她忐忑着准备解释,但再一次被对方带着笑意的眼睛说服,开始了一次没有意义的钻研。
对方循循善诱,在没有头绪的时候和她走过一条又一条街道,追逐内心的想法。
矿区辅助机器人就是在那时初具雏形,制造的难度那么高,运用的范围那么窄,每一个试图借鉴或者喟叹的人都会用恨铁不成钢的眼神看着这个在随堂测验中名列前茅,课后又不见踪影的女孩。
“为什么不直接开发采矿机器人,或者是为大工厂制造对口设施的流水线呢?”
但唐墨仍然转着笔,漫不经心地回复说,“只是玩玩,随便吧。”
面对沈期的疑问,她却没有办法敷衍,“我不想做会取代人的人工智能,我只想做能够辅助人的人工智能。”
对方愣了很久很久,其他竖着耳朵装作做其他事的人也愣了很久很久。
然后他们一起走访专业地区,结合精确数据,提问二十多个地区的工作人员和教授。
从空气检测分析,到地道导航、安全状况分析,采矿方式建议。
一遍一遍训练,直到它能够对着两条岔路没有犹豫地指出同样的正确答案,直到分析结果达到百分位的误差。
一千遍一万遍。
最后就这么两手空空地把厚厚一打报告和机器人上交,自己什么也没留下,她心中却充实地可怕。
毕业报告的立意方面,她斟酌再三,一笔一画认真写下。
——希望矿区工人不再饱受肺病折磨,希望灰色粉尘不再裹挟蓝色天空,希望能够减少污染,希望减少天灾夺走的姓名,希望我们都能够在疾病来临之前做好预防,不要等奄奄一息,躺在病床上痛苦不已时才后悔曾经。
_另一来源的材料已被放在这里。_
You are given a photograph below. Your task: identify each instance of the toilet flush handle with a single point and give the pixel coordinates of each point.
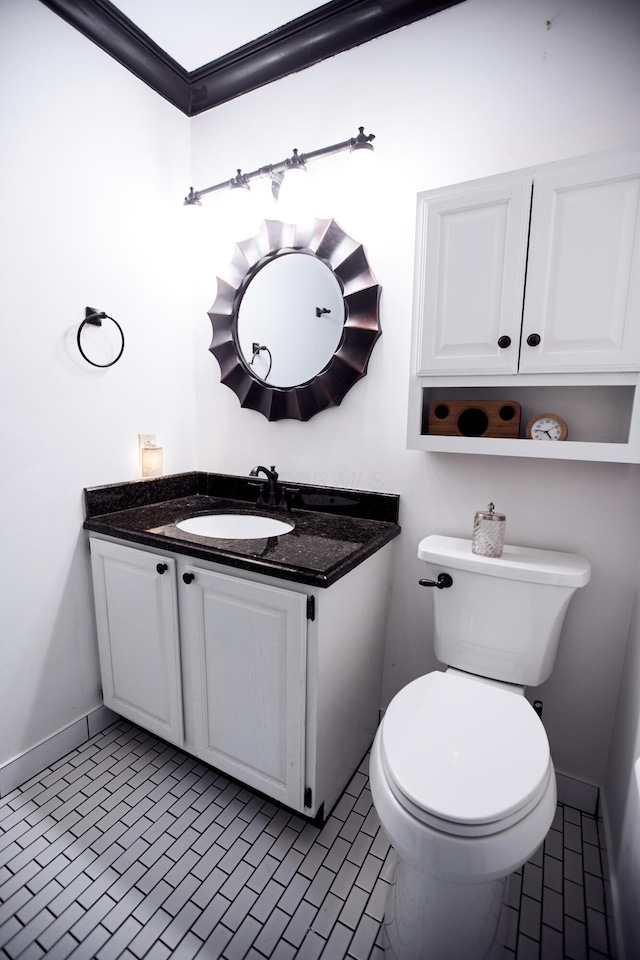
(444, 580)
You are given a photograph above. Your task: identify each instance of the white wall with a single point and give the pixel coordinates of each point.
(478, 89)
(93, 167)
(622, 793)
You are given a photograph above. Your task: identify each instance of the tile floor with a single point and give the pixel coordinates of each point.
(128, 848)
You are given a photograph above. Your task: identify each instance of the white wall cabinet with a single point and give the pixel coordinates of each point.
(275, 683)
(532, 281)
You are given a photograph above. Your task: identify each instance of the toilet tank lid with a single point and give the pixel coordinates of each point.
(516, 563)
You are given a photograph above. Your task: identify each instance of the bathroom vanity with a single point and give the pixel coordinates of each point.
(261, 657)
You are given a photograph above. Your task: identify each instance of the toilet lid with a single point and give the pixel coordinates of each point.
(465, 751)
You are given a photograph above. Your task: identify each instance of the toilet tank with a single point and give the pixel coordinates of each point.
(502, 617)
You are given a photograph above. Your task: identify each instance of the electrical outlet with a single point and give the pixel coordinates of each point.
(145, 440)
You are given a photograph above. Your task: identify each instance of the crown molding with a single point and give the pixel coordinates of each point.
(329, 29)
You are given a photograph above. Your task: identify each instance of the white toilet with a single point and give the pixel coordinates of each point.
(460, 770)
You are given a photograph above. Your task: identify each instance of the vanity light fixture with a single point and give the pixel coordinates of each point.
(276, 172)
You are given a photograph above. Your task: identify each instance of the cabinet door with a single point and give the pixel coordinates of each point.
(471, 253)
(248, 688)
(137, 620)
(583, 277)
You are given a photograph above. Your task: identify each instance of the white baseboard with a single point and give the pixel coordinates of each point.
(21, 768)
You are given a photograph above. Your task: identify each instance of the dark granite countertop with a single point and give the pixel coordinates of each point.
(335, 528)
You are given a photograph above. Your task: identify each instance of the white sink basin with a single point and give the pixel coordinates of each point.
(234, 526)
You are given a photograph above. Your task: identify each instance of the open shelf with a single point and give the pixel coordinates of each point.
(600, 412)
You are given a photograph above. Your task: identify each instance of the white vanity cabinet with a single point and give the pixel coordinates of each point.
(531, 281)
(138, 639)
(245, 678)
(273, 682)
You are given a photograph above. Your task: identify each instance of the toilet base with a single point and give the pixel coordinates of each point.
(429, 919)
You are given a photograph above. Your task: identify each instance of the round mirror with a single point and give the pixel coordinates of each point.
(290, 319)
(295, 318)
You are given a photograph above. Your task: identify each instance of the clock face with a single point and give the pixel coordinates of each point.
(547, 426)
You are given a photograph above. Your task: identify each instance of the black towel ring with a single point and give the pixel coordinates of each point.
(95, 318)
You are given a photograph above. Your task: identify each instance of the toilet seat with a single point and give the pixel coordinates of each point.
(465, 756)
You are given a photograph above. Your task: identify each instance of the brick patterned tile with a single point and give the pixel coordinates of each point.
(129, 849)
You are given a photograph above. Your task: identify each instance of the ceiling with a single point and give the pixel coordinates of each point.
(200, 53)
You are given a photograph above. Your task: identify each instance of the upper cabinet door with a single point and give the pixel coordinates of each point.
(583, 278)
(471, 250)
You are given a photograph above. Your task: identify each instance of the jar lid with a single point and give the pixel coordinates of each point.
(491, 515)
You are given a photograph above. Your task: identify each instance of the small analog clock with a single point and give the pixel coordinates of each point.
(547, 426)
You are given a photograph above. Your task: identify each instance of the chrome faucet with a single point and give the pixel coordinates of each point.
(274, 491)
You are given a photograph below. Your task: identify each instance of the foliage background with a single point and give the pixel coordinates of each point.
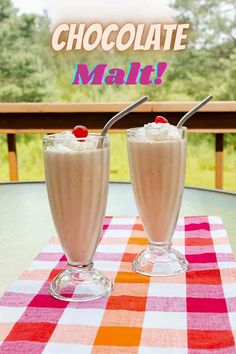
(30, 71)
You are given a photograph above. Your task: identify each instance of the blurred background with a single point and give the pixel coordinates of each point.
(30, 71)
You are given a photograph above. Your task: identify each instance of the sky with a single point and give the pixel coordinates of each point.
(99, 10)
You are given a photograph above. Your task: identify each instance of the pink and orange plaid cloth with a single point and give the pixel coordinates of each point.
(191, 313)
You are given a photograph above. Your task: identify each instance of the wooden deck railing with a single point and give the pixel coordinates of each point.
(217, 117)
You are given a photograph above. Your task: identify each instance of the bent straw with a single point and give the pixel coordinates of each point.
(122, 113)
(193, 111)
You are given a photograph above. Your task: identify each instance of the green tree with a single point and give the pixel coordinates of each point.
(23, 74)
(208, 65)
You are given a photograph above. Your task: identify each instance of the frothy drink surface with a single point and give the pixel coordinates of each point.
(157, 167)
(77, 184)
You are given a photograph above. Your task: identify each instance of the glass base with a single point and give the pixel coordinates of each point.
(159, 259)
(80, 283)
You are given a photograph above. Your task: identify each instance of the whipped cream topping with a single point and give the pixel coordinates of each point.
(158, 131)
(66, 142)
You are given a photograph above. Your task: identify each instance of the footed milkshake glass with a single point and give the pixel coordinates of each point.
(157, 170)
(77, 177)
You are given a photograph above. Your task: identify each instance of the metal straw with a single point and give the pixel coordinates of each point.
(193, 111)
(121, 114)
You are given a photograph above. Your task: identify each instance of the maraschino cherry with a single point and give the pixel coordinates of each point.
(80, 131)
(160, 119)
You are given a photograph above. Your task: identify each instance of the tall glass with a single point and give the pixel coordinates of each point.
(77, 184)
(157, 170)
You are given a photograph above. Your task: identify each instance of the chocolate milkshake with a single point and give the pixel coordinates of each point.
(157, 155)
(77, 176)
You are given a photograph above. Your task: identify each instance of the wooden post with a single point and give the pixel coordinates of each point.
(12, 157)
(219, 160)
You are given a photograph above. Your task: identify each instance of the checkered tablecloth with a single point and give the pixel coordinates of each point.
(191, 313)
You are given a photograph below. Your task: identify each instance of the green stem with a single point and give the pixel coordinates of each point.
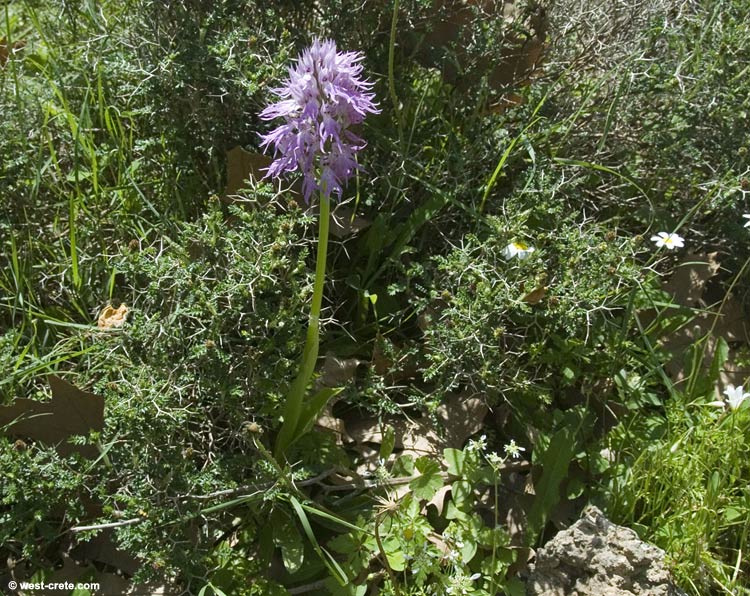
(391, 81)
(296, 394)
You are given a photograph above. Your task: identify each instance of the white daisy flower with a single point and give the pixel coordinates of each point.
(670, 241)
(513, 450)
(520, 250)
(735, 397)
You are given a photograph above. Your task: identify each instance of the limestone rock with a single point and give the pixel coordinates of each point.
(595, 557)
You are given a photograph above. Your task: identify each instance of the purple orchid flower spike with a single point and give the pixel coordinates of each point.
(322, 98)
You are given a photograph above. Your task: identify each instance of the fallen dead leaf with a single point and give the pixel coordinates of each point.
(461, 417)
(344, 222)
(112, 318)
(536, 295)
(727, 320)
(243, 166)
(6, 52)
(70, 412)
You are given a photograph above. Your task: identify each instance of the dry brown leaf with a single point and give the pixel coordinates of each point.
(536, 295)
(726, 320)
(337, 372)
(111, 318)
(438, 501)
(688, 281)
(243, 166)
(344, 222)
(461, 416)
(6, 52)
(70, 412)
(101, 550)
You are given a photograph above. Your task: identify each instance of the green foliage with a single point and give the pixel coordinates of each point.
(116, 121)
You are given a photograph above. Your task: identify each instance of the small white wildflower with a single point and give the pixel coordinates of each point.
(513, 450)
(735, 396)
(670, 241)
(520, 250)
(494, 459)
(478, 445)
(461, 584)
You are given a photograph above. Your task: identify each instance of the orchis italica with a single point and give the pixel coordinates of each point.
(322, 98)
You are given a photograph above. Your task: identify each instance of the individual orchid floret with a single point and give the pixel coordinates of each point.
(321, 100)
(670, 241)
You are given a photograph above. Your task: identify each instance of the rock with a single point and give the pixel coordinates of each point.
(595, 557)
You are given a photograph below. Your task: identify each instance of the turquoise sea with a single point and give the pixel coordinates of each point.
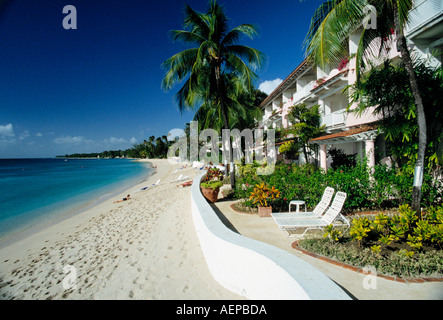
(35, 192)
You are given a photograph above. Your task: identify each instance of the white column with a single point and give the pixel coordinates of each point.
(323, 157)
(370, 152)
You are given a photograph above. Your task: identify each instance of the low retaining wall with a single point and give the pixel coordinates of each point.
(254, 269)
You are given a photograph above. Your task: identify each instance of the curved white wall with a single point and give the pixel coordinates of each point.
(252, 268)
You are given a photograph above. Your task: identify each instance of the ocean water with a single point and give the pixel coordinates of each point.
(35, 192)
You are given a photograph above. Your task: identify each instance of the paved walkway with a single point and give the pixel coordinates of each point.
(359, 286)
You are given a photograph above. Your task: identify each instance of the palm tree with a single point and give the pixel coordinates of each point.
(340, 17)
(204, 66)
(242, 108)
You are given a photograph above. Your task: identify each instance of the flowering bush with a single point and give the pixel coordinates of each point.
(262, 194)
(344, 62)
(213, 174)
(388, 187)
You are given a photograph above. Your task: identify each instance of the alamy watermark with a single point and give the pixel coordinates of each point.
(70, 280)
(202, 150)
(70, 21)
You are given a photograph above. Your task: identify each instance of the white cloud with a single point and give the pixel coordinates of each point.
(114, 140)
(72, 140)
(7, 134)
(7, 130)
(25, 134)
(133, 140)
(270, 85)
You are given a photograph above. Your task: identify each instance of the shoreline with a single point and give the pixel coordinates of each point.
(143, 248)
(54, 217)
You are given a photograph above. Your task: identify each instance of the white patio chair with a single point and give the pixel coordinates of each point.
(319, 209)
(331, 216)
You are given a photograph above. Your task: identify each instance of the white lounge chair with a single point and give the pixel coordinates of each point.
(316, 213)
(150, 186)
(178, 179)
(331, 216)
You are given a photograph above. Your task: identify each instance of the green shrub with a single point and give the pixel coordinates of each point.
(212, 184)
(387, 188)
她站在领奖台上,什么也没有准备,唯一想起来的,就是这一段,于是她也如是说。
“...希望我们都能够在疾病来临之前做好预防,不要等奄奄一息,躺在病床上痛苦不已时才后悔曾经。”
在以医疗为题的这一届利斯莱。
以疾病预防为题的作品,以空前绝后的姿态指引了下一个五年,下一个十年,下一个百年的态度。
不是亡羊补牢,而是让症状和疾病没有出现的机会,这才是真正的目标。
曾经在矿区,人们称颂的爱情就是唐墨父母这样的。
原本都只能沦落到一次次下矿的夫妻们中,唐墨父亲是第一个把妻子送去别的地点工作的人。
他们高声称赞着这个男人的责任和担当,心中把他奉为榜样,看着他踏实肯干,走到队长甚至包工头的位置。
男人们教导着孩子,鼓励着自己,要成为他一样的人,女人们羡艳地看着唐墨母亲每天能够衣衫整洁地出入街道,而不同于她们仍要满头黑灰,手上尽是老茧,拿着微薄的薪资。
只有唐墨知道,事实并不是这样的。
母亲没有得到更悠闲的工作,天不亮就骑着车,用羸弱的身体运回一箱又一箱汽水为校园门口的小卖店进货,又踩着六点的尾巴给去到城东的大户人家们送牛奶。